Alfred Meißner                      Ein Ziel

 

Willst du das Herz im Busen dir erweitern

und zeigen auch, wie hoch du schon gestiegen,

Versuch’ es, über großen Stoff zu siegen,

Nur so zählst du dereinst zu großen Streitern.

 

Im Gartenteich wird nie ein Schiffer scheitern,

Im kleinen Liede kein Poet erliegen,

Doch einmal muß es heißen: Kannst du fliegen?

Zum höchsten Ziele führen keine Leitern.

 

Nimm unser Weltentwicklung ew’ge Fehden,

Dem Kampf des neuen Glaubens mit dem alten,

Und zeige die Berecht’gung eines jeden.

 

Verkörp’re dies in mächtigen Gestalten,

Und hörten wir daraus das Fatum reden –

Dann wollen wir dich für den Dichter halten.

 

 

 

 

Alfred Meißner                      Zurechtweisung

 

Und glaubst du nicht, daß sie sind selig droben?

Sprachst du und blickest nach dem schönsten Sterne.

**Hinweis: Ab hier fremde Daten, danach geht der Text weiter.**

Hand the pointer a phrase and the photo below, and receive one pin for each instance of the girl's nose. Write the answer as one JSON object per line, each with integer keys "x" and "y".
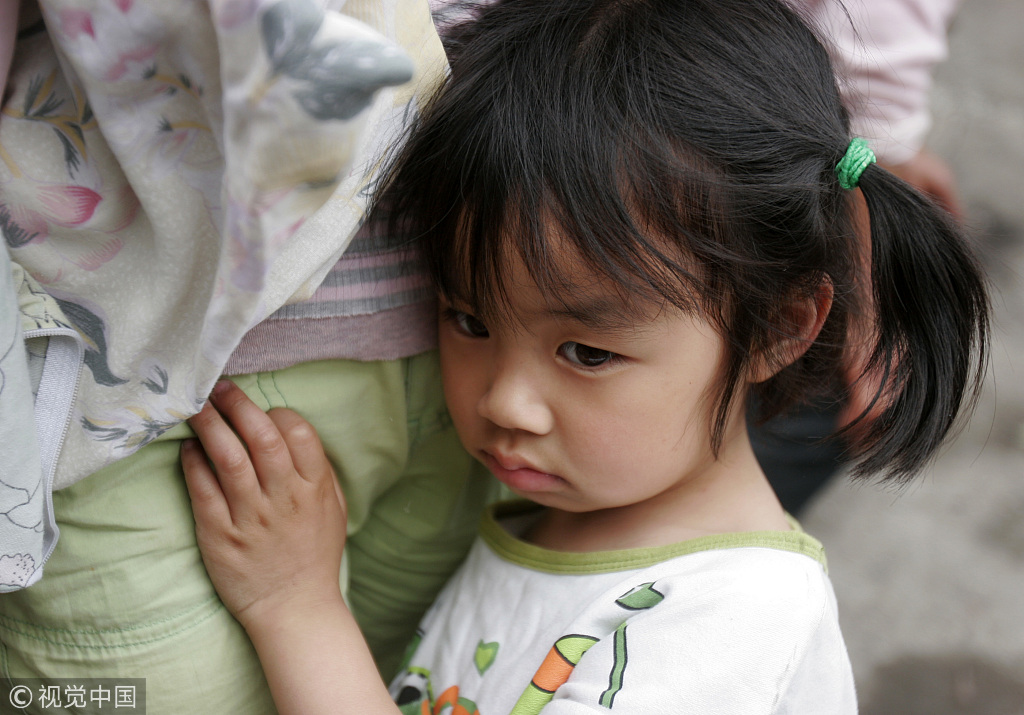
{"x": 513, "y": 401}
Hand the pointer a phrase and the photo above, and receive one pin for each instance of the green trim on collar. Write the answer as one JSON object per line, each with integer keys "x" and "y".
{"x": 515, "y": 550}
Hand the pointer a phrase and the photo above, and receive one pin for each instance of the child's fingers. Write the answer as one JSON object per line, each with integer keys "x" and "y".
{"x": 228, "y": 458}
{"x": 267, "y": 453}
{"x": 204, "y": 490}
{"x": 303, "y": 444}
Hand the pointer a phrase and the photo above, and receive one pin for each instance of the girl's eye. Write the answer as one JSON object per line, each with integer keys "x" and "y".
{"x": 469, "y": 324}
{"x": 586, "y": 355}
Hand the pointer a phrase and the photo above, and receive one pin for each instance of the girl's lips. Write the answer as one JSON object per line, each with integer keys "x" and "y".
{"x": 520, "y": 478}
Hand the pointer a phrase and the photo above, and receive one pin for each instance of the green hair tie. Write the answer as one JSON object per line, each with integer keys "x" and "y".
{"x": 851, "y": 166}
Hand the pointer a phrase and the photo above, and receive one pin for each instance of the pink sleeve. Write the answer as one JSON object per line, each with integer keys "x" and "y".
{"x": 886, "y": 58}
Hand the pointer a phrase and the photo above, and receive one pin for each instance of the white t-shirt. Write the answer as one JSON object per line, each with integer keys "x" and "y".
{"x": 730, "y": 624}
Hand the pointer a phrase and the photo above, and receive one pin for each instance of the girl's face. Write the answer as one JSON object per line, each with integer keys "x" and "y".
{"x": 585, "y": 409}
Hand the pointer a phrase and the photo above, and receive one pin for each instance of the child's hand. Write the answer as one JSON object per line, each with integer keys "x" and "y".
{"x": 270, "y": 518}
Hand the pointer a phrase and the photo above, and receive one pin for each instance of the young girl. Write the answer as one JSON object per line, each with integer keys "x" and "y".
{"x": 637, "y": 214}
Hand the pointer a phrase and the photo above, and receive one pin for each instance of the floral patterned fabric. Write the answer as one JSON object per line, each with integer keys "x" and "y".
{"x": 170, "y": 174}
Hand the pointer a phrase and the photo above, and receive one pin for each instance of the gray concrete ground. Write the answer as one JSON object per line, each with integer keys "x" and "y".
{"x": 931, "y": 581}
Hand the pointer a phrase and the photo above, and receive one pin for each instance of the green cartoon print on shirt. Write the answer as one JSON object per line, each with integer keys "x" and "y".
{"x": 415, "y": 695}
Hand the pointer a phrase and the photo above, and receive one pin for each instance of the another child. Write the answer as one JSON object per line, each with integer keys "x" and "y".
{"x": 637, "y": 214}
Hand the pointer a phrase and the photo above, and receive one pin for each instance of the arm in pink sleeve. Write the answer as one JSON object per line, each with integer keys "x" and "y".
{"x": 886, "y": 57}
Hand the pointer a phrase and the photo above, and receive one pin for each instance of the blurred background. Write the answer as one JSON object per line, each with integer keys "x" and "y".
{"x": 931, "y": 580}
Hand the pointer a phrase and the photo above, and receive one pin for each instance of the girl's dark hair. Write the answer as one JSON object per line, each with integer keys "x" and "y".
{"x": 685, "y": 150}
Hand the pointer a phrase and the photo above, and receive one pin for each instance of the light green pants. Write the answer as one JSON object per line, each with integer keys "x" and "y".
{"x": 125, "y": 593}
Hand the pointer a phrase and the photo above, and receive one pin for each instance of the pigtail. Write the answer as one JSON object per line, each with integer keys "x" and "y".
{"x": 931, "y": 329}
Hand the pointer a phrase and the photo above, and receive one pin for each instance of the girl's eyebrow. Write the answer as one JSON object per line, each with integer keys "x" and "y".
{"x": 600, "y": 313}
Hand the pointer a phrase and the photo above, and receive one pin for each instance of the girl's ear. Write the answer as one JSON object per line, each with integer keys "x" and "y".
{"x": 800, "y": 323}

Du wolltest sagen: Dort in jener Ferne,

Dort wohnt das Glück und muß der Sturm vertoben.

 

Ich aber sprach: Erhalt’ dein Aug’ gehoben

Auf’s eigne Herz und mach’ es stark und lerne:

Nichts ändern kann der Ort an unserm Kerne,

Und wie wir hier sind, wären wir auch oben.

 

Auch diese arme Welt, im Luftmeer hangend,

Sie ist von jenem Sterne aus gesehen

Ein lichter ball, im hellen Goldlicht prangend.

 

Und brechen schwache Herzen dort, so spähen

Sie auf nach uns und zu uns her verlangend

Aufseufzen sie: Dort müssen Sel’ge gehen!

 

 

 

 

 

Alfred Meißner                      Erstarrung

 

Ihr nennt mich hart, weil stumm und in Verwahrung

Ich meinen Groll und meine Schmerzen trage,

Und weil mein Mund, verschmähend eitle Klage,

Nicht prahlen mag mit gräßlicher Erfahrung.

 

Doch ein gefang’ner Geier ohne Nahrung,

Zerwühlt der Schmerz mein Herz mit jedem Tage,

Das Gitter bebt vom starken Flügelschlage,

Doch wird kein Wehschrei feige Offenbarung.

 

Du, der mich schmäht, du bleicher Heuchler, nenne

Mir einen Schmerz, der nicht dies Herz zerschnitten,

Ein Hochgefühl, an dem ich nicht entbrenne!

 

Ich hab’ wie Siegfried mir die Wehr erstritten,

Ich bin nur hart, weil ich das Leben kenne,

Und meine Schuld ist, daß ich viel gelitten.

 

 

 

 

 

Alfred Meißner

 

Im alten Garten, wo die braunen Rehe

Durch’s Laubwerk gehn und schüchtern um sich schauen,

Da liegt mein Lieb, die herrlichste der Frauen,

Ganz nackt vom Wirbel bis zur kleinen Zehe.

 

Die eine Hand ruht in der Hüften Nähe,

Die andre Hand beschattet ihre Brauen,

In meinem Herzen regt sich heißes Grauen,

Wie ich dies Bild in seiner Schönheit sehe.

 

Still ruht sie da im Schlummer, unvernichtbar,

Hin durch den Leib sich blaue Adern winden,

Doch ist kein Steigen ihres Busens sichtbar.

 

Still ruht sie da, die Holde, Wunderbare,

Ein einz’ger Fehler ist an ihr zu finden:

Sie ist von Stein und alt zweitausend Jahre.